Toby fing an ein Lied zu pfeifen, während die Männer begannen, Chris und die Kinder aus dem VW zu holen und ihre Waffen drinnen zu verstauen. Nach einigen Minuten waren sie fertig. Nach und nach wurden die Gewehre eingezogen und drei Männer und eine Frau traten in den Innenhof. Jenna fuhr indes einen Pickup mit breiter Ladefläche aus dem Stall neben den Kastenwagen.
Rays Gruppe stand nun Richard Fullers Gruppe direkt gegenüber.

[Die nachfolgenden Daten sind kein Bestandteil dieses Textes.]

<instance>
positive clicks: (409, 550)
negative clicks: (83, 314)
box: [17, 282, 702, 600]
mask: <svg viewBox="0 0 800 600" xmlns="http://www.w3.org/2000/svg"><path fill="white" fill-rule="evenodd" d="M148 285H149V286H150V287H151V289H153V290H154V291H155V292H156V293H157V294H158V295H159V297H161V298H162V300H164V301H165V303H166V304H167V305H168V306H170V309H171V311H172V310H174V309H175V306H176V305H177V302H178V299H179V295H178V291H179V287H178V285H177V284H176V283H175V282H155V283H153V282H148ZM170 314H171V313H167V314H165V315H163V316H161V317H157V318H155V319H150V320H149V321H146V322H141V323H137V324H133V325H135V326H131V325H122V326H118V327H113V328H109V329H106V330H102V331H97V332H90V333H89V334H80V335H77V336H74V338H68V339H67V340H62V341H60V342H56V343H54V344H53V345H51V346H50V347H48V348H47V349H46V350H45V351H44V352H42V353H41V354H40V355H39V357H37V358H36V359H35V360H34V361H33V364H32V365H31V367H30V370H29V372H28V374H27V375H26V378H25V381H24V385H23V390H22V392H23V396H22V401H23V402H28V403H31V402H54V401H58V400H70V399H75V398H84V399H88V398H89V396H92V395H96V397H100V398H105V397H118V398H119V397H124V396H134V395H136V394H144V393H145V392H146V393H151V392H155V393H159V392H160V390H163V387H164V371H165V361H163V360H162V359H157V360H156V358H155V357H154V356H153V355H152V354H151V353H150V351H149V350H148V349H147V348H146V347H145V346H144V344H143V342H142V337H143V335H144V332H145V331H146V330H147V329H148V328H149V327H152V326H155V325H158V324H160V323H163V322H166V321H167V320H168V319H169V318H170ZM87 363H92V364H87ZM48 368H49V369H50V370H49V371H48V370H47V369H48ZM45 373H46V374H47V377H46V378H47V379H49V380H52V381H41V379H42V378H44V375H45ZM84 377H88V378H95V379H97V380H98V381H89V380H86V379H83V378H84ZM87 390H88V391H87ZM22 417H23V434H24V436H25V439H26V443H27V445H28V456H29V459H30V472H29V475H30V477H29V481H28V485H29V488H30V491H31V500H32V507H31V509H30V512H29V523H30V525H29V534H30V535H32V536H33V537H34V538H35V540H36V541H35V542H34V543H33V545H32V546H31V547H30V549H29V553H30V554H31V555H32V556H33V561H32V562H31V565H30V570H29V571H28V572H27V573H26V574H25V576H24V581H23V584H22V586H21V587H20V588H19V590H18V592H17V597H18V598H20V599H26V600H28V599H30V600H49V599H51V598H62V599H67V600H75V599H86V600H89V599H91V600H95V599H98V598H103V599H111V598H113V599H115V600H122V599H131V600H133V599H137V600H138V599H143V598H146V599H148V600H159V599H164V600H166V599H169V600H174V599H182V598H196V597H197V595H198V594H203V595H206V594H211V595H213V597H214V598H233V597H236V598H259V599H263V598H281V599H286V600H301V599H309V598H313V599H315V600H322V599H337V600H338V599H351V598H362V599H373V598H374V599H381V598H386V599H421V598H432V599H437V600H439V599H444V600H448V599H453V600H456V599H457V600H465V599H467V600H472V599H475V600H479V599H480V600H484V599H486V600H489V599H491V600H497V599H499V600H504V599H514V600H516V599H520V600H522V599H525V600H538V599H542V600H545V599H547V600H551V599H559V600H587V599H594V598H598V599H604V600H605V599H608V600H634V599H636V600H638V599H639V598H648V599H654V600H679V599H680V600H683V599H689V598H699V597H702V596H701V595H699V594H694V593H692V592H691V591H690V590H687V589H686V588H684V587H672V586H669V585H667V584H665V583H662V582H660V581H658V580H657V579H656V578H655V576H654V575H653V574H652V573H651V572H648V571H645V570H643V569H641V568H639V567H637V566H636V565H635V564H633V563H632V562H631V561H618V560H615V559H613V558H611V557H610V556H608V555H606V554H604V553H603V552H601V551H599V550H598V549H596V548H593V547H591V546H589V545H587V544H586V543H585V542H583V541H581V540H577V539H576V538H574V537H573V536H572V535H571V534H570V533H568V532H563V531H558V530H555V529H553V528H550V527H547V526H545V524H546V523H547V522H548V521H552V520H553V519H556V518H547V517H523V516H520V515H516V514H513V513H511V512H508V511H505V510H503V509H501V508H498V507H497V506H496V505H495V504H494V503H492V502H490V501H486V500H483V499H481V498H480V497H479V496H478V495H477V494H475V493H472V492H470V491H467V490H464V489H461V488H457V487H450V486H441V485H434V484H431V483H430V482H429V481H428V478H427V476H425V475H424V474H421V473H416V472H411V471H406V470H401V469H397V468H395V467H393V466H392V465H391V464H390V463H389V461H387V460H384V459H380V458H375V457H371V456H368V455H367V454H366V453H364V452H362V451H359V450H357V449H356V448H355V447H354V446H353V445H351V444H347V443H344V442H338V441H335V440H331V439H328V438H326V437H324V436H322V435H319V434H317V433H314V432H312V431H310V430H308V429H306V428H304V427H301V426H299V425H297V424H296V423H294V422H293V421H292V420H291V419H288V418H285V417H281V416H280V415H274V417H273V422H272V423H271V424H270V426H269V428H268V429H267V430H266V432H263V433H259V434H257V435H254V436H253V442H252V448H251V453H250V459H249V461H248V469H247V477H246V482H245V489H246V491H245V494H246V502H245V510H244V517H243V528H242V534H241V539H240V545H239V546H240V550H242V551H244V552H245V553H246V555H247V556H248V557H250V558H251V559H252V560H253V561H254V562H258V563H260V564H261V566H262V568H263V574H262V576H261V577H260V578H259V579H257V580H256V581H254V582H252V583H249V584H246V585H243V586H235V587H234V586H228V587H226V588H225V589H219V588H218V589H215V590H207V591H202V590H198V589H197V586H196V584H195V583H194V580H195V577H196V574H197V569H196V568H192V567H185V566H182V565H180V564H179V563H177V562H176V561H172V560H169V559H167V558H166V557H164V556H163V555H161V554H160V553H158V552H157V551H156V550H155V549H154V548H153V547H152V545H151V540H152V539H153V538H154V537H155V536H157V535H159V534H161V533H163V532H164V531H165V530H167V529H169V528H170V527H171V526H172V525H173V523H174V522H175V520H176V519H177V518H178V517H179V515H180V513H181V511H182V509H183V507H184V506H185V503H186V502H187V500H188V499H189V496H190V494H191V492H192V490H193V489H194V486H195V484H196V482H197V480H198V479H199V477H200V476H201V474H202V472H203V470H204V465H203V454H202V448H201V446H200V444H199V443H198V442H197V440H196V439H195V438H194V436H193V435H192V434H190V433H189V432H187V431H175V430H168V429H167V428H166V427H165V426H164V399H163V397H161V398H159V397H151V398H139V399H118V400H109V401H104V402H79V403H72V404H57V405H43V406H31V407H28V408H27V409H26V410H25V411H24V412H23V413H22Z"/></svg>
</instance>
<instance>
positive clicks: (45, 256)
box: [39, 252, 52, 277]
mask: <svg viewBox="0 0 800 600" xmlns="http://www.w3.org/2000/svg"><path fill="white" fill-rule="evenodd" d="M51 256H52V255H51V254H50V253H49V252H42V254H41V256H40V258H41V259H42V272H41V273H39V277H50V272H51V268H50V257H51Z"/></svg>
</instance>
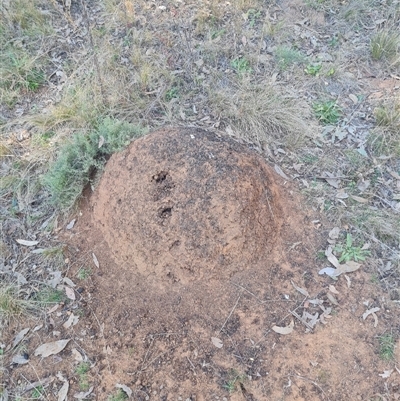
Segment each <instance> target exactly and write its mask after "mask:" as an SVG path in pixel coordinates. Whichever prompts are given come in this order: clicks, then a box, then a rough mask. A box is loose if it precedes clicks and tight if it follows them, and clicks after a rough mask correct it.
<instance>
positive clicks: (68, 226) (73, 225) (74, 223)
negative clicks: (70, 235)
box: [65, 219, 76, 230]
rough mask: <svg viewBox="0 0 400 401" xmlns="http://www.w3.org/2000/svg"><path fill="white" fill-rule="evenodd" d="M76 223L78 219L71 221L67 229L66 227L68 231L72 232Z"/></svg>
mask: <svg viewBox="0 0 400 401" xmlns="http://www.w3.org/2000/svg"><path fill="white" fill-rule="evenodd" d="M75 222H76V219H73V220H71V221H70V222H69V223H68V224H67V227H65V228H66V229H67V230H72V228H73V227H74V225H75Z"/></svg>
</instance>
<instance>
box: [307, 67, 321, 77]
mask: <svg viewBox="0 0 400 401" xmlns="http://www.w3.org/2000/svg"><path fill="white" fill-rule="evenodd" d="M321 68H322V64H309V65H308V66H307V67H306V68H305V69H304V72H305V73H306V74H308V75H312V76H313V77H317V76H318V75H319V72H320V71H321Z"/></svg>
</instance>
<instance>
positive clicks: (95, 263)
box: [92, 253, 100, 268]
mask: <svg viewBox="0 0 400 401" xmlns="http://www.w3.org/2000/svg"><path fill="white" fill-rule="evenodd" d="M92 256H93V263H94V264H95V265H96V267H97V268H99V267H100V264H99V261H98V260H97V257H96V255H95V254H94V253H92Z"/></svg>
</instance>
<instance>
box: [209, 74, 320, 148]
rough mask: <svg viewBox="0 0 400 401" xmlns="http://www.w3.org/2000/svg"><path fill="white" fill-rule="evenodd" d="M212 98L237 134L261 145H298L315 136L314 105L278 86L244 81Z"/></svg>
mask: <svg viewBox="0 0 400 401" xmlns="http://www.w3.org/2000/svg"><path fill="white" fill-rule="evenodd" d="M210 100H211V104H212V106H213V109H214V112H215V113H216V114H218V115H219V116H220V118H221V120H222V121H223V122H225V123H226V124H228V125H231V127H232V128H233V130H234V133H235V134H236V135H238V136H240V137H242V138H244V139H246V140H248V141H250V142H253V143H256V144H258V145H259V146H261V147H264V146H268V144H269V143H271V142H274V143H275V144H278V143H281V144H284V145H285V146H288V147H290V148H296V147H298V146H301V145H302V144H303V143H304V140H305V138H306V137H307V136H308V137H310V136H312V131H313V127H312V124H310V122H309V120H307V118H310V117H311V112H310V109H309V108H308V107H307V105H306V104H305V102H302V101H301V100H299V99H298V98H296V97H291V96H289V95H284V94H282V93H281V91H280V89H279V87H278V86H274V85H272V84H264V83H262V84H258V85H254V84H251V83H249V82H245V81H243V82H241V83H239V84H237V85H235V86H234V87H232V88H229V89H220V90H217V91H215V92H214V93H213V94H212V96H210ZM315 128H316V127H314V129H315Z"/></svg>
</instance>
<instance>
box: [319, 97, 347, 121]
mask: <svg viewBox="0 0 400 401" xmlns="http://www.w3.org/2000/svg"><path fill="white" fill-rule="evenodd" d="M313 109H314V113H315V115H316V117H317V118H318V120H319V121H321V123H322V124H324V125H329V124H336V123H337V122H338V121H339V118H340V114H341V110H340V107H339V106H338V105H337V104H336V102H335V101H333V100H327V101H325V102H316V103H314V104H313Z"/></svg>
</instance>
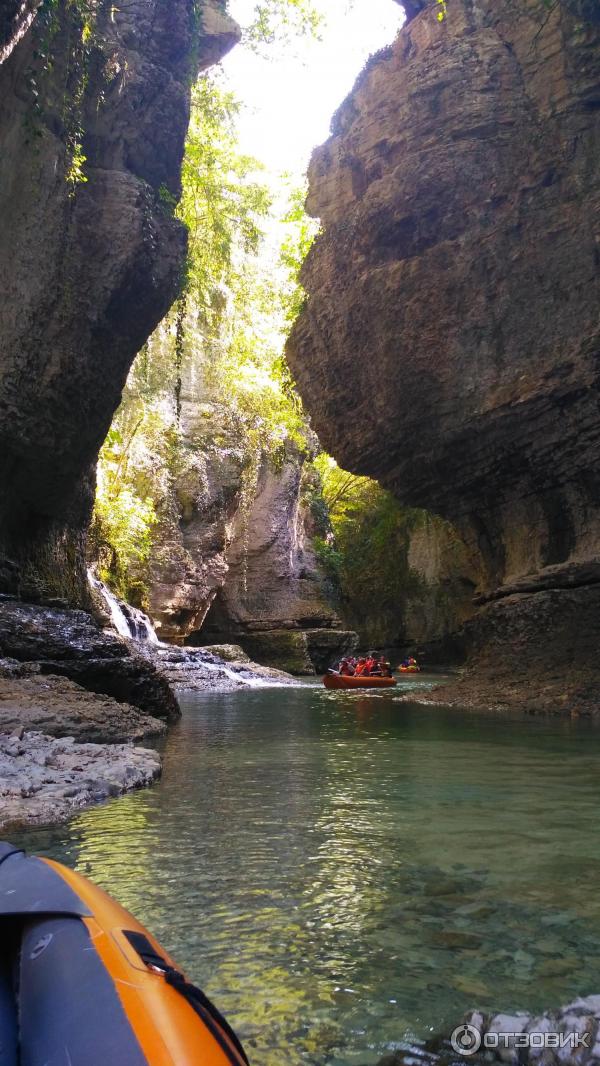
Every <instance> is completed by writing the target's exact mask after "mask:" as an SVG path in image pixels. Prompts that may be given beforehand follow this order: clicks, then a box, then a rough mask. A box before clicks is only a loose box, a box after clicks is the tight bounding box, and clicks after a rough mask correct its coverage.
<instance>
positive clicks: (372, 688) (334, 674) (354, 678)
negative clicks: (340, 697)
mask: <svg viewBox="0 0 600 1066" xmlns="http://www.w3.org/2000/svg"><path fill="white" fill-rule="evenodd" d="M396 683H398V682H396V680H395V678H393V677H342V675H341V674H325V677H324V678H323V684H324V685H325V688H326V689H393V687H394V684H396Z"/></svg>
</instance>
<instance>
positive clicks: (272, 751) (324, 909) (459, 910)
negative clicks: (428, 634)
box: [21, 685, 600, 1066]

Toby pfiff
immer noch. Nun platzte Scott endgültig der Kragen.
„Dieser miese bornierte Wichser. Wenn seine Truppe von Arschlöchern keine Knarren hätte, würde ich ihm seine Arme herausreißen und ihn damit verprügeln.“, flüsterte Scott in Rays Richtung.
„Still Scott, der Typ ist ein Luchs.“
Richard Fuller trat ein paar Schritte auf Scott zu.
„Entschuldigen Sie, ich habe Ihren Namen gar nicht mitbekommen.“
Scott blickte ihm kühl in die Augen.
„Ich heiße Scott Gerber“, zischte er.
Richard Fullers Körper spannte sich blitzschnell. Sein rechtes Bein schoss nach vorne und sein Lederschuh traf Scotts rechtes Knie hart. Der Schmerz krümmte Scotts Kopf nach unten. Im gleichen Augenblick traf etwas Spitzes sein Gesicht genau zwischen die Augen. Er hätte schwören können, es wäre Fullers linker Ellenbogen gewesen. Als er am Boden aufschlug, stand Fuller aber wieder ganz entspannt da.
„Wissen Sie, Mister Gerber, unbedachte Äußerungen an jemanden zu richten, der sich eindeutig im Vorteil befindet, ist nicht mutig, sondern töricht. Vielleicht bekommen Sie ja irgendwann noch die Gelegenheit, mir miesem bornierten Wichser die Arme auszureißen. Die Welt geht zu Grunde meine Herren. Das einzige was uns noch von Tieren und diesen Bestien unterscheidet, sind unsere Manieren. Ich will ja nicht, dass Sie mich und meine treuen Freunde als Unmenschen in Erinnerung behalten. Ich kann Sie doch nicht völlig schutzlos zurück lassen. Ich wünsche einen guten Tag.“
Mit diesen letzten Worten warf ihnen Richard Fuller Jennas Baseballschläger vor die Füße und machte auf dem Absatz kehrt. Scott wollte schon vorstürmen, um den Schläger aufzuheben und Fuller den Schädel zertrümmern, doch Ray hielt ihn zurück.
Fuller blickte verächtlich über seine Schulter. Er und seine Leute bestiegen die Fahrzeuge und fuhren davon. Zurück blieb nur die kleine Gruppe von Überlebenden. Vier Erwachsene, zwei Kinder und ein Hund, in der Mitte einer Welt voller Untoter, lediglich bewaffnet mit einem Baseballschläger.